The automotive industry has a strong need for lightweight materials capable of withstanding large mechanical loads. Advanced high-strength steels (AHSS), which have high tensile strength and formability, show great promise for automotive applications, yet if they are to be more widely used, it's important to understand their deformation behavior; this is particularly important for the development of forming limit diagrams (FLD) used in stamping processes. The goal of the present study was to determine the extent to which anisotropy introduced by the rolling direction affects the local fracture strain. Three grades of dual-phase AHSS and one high-strength low-alloy (HSL A) 50ksi grade steel were tested under plane strain conditions. Half of the samples were loaded along their rolling direction and the other half transverse to it. In order to achieve plane strain conditions, non-standard dogbone samples were loaded on a wide-grip MTS tensile test machine. Strain measurements were made using Digital Image Correlation (DIC). DIC is an optical method which delivers whole-field noncontact measurement of strain, providing the ability to accurately determine peak deformation as well as gradients over the entire area of interest.
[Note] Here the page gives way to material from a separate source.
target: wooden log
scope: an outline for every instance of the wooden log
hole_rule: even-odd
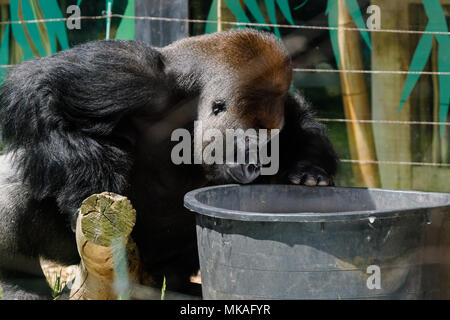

DIC uses gray scale intensities of light reflected from the surface area of interest as recorded by image detector(s) to determine local strain. It was found that HSLA 50ksi steel exhibits, on average, a small but noticeable increase in post-necking local fracture strain values if loaded in the rolling direction, as opposed to the transverse. The dual-phase steel samples tested, i.e. DP600, DP780, and DP980, exhibit negligible post-necking strain variations along the rolling as opposed to the transverse directions.